Parts of missiles fired at Saudi Arabia came from Iran - UN chief

Parts of missiles fired at Saudi Arabia came from Iran - UN chief

Parts of missiles fired at Saudi Arabia came from Iran - UN chief

The United States rejected a UAE request for intelligence, minesweeping and airborne intelligence, surveillance and reconnaissance assets for the military operation in Yemen's Hodeidah, a UAE official said on Thursday.

However, the official said France had agreed to provide mine-sweeping support.

The Saudi-led coalition backing Yemen's exiled government captured a town south of the port city of Hodeida on Thursday as fierce fighting and airstrikes pounded the area on the second day of an offensive to capture the strategic harbor that is the main entry point for food in a country teetering on the brink of starvation.

Coalition spokespeople said 18 air attacks were fired on the outskirts of Hudaida on Wednesday.

Iran has condemned the Saudi-led coalition's assault on the Yemeni port city of Hodeida, which is controlled by rebels aligned with Tehran.

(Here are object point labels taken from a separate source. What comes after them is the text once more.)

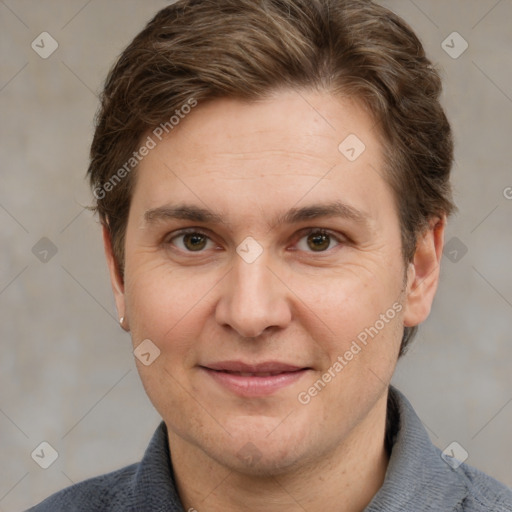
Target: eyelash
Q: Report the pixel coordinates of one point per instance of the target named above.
(303, 234)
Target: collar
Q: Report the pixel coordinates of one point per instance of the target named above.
(416, 478)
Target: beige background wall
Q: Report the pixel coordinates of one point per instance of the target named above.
(67, 374)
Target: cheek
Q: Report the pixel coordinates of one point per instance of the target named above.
(162, 303)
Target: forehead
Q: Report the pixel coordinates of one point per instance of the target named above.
(294, 146)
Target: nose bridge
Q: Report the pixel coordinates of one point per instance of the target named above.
(252, 299)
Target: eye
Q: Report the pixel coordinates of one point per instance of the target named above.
(317, 240)
(190, 241)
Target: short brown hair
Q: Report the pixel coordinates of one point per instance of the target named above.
(247, 49)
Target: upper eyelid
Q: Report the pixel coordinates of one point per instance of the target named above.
(297, 236)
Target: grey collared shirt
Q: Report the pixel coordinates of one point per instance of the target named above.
(417, 478)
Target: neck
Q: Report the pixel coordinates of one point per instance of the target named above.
(345, 480)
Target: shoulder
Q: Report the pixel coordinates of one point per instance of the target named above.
(112, 491)
(484, 493)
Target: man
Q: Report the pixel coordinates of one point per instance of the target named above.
(272, 177)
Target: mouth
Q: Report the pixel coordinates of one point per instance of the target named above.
(252, 380)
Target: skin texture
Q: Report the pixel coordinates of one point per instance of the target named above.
(296, 303)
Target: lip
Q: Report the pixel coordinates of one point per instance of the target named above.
(253, 380)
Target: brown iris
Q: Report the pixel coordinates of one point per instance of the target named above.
(194, 241)
(318, 241)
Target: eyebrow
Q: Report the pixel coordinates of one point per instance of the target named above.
(292, 216)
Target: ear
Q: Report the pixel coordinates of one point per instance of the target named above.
(116, 279)
(423, 273)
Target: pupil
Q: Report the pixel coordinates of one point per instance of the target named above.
(194, 241)
(320, 241)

A number of governors and local military leaders gathered at Aden's International Airport to greet Hadi amid heavy deployment of armored vehicles and elite soldiers in the area, the source said anonymously.

He said it would take Arab forces about 72 hours to clear mines from Hodeidah's port or airport once it captures them.

The battle for Hodeidah marks a major milestone in a war that has battered Yemen's civilians for years, since the Iran-backed Houthis overthrew the country's government. It will be the second time the Council convenes this week over the situation in Yemen, which aid groups warn stares at an imminent humanitarian crisis.

The United Nations Security Council convened an emergency session Thursday to discuss the violence, which flushed some of the organization's staff from the city earlier this week. "We hope for a rapid conclusion", she said, "but we are facing a small, fanatical group of fighters armed by Iran".

"Should we leave the Houthis smuggling missiles?"

Yemen's government under President Abd-Rabbu Mansour Hadi declared on Wednesday that it had begun an operation to retake Hodeidah, a key stronghold of Houthi anti-government forces.

A source at the missile command of the Yemeni army and Popular Committees said the forces mounted a missile attack against gatherings of the Saudi-led coalition troops and Riyadh-backed militants on the west coast, the Arabic-language al-Masirah TV network reported.

Worldwide aid groups cautioned the threat of a major humanitarian catastrophe was growing as fighting drew closer to Hodeida, with the United Nations estimating some 600,000 people live in and around the city.

Capturing Hudaida would give the Saudi-led coalition the upper hand in the war, in which neither side has made much progress since the coalition intervened in 2015 to restore the internationally recognised government in exile.

The violence has devastated Yemen's infrastructure, including water and sanitation systems, prompting the United Nations to describe the situation as one of "the worst humanitarian disasters in modern times".

Aid workers have warned the assault on Hodieda's port, known as the "mouth of Yemen", could shut down the vital route for some 70 percent of Yemen's food and humanitarian aid.

View of the Red Sea port city of Hodeidah, Yemen, June 14, 2018.

"We are there and delivering, we are not leaving Hodeidah", U.N. humanitarian coordinator for Yemen Lise Grande told media.

The air attacks targeting Houthi positions have been supported by ground operations by foreign and Yemeni troops south of the Red Sea port. Pro-government forces were two kilometres south of the rebel-held airport on Thursday.

There was, however, not enough support to urge Saudi Arabia and the United Arab Emirates (UAE) - which back pro-government Yemeni forces - to halt the offensive.

"We are not directly supporting the coalition offensive on the port of Hodeidah", Pentagon spokesman Maj. Over 14300 people, mostly civilians have lost their lives since then.